Wir brauchen HILFE!

Die Feuerwehr Wittmoldt hat derzeit 15 Frauen und Männer im aktiven Dienst. Das ist zu wenig, denn es ist alles andere als sicher, dass im Einsatzfall alle verfügbar sind. Außerdem wohnen vier Aktive außerhalb der Gemeinde. Wir brauchen also Unterstützung, und das heißt vor allem: Leute, die mitmachen!

Die Freiwillige Feuerwehr heißt zwar so, aber eigentlich ist sie eine gesetzliche Verpflichtung für die Gemeinde. Deshalb sollte es für jede(n), der  gesundheitlich dazu in der Lage ist, eine Selbstverständlichkeit sein, zu helfen.

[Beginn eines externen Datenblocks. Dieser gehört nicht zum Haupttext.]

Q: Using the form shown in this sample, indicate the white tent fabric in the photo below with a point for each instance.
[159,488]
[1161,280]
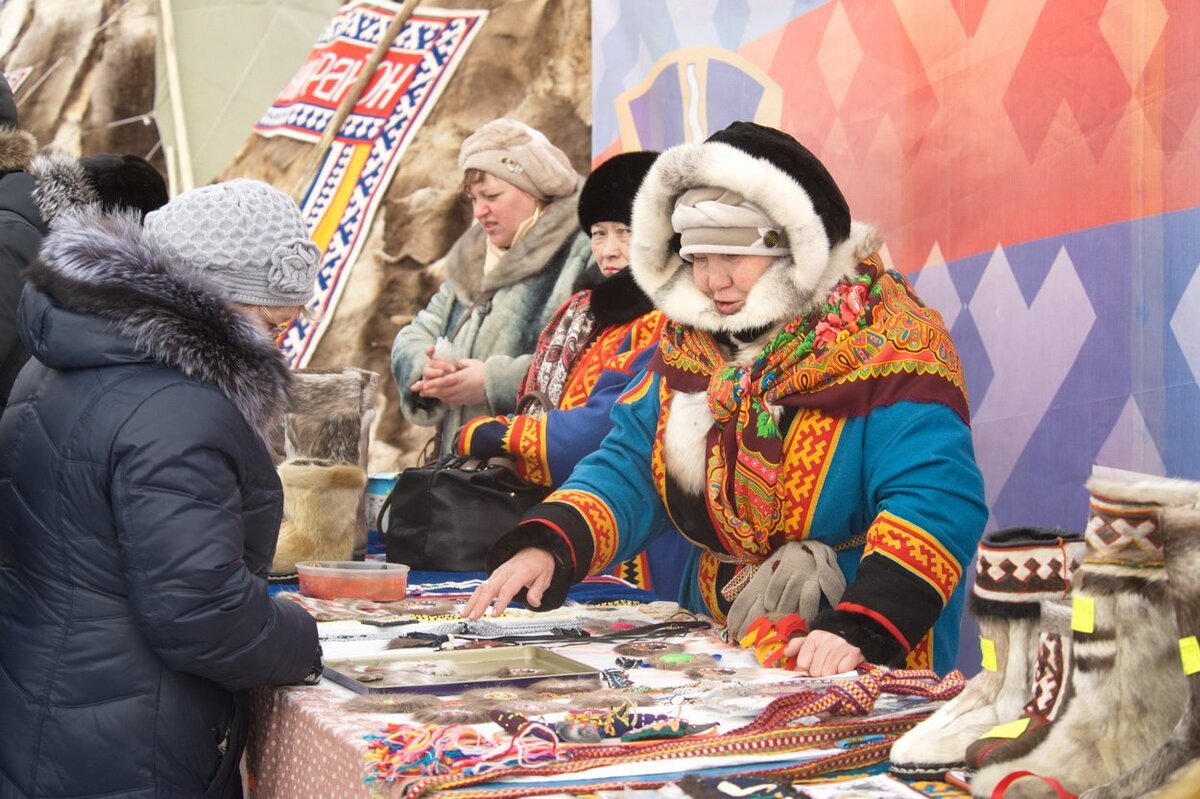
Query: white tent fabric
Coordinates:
[219,66]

Wenn nur aus jedem Haushalt in Wittmoldt, in dem eine Person zwischen 18 und 45 Jahren wohnt, eine(r) bei der Feuerwehr dabei wäre, wären alle Probleme gelöst.

Die Feuerwehr trifft sich normalerweise an jedem ersten Freitag des Monats um 19.30 Uhr zum Dienst im Dörps- und Sprüttenhuus (Dienstplan des laufenden Jahres). Einfach hinkommen oder mit der Wehrführung sprechen.

Was bedeutet das für mich?

Dienst in der Freiwilligen Feuerwehr Wittmoldt bedeutet:

  1. Einmal monatlich (meist der 1. Freitag im Monat) Dienst von 19:30 bis 21:00h. Dienst heißt im Winter vor allem theoretische Ausbildung und im Sommer praktische Übung. Den aktuellen Dienstplan gibt es hier.
  2. Grundausbildung, bestehend aus der Truppmann-Ausbildung Teil 1 und 2. Jeder dieser Lehrgänge umfasst ca. 20 Stunden.
  3. Im Fall einer Alarmierung ausrücken und helfen.

Das wär’s auch schon. Natürlich kann man darüberhinaus weitere Lehrgänge besuchen (z. B. Sprechfunk, Atemschutz, Motorsäge etc. pp.) oder an sportlichen oder geselligen Veranstaltungen von anderen Feuerwehren teilnehmen  – aber das muss man nicht.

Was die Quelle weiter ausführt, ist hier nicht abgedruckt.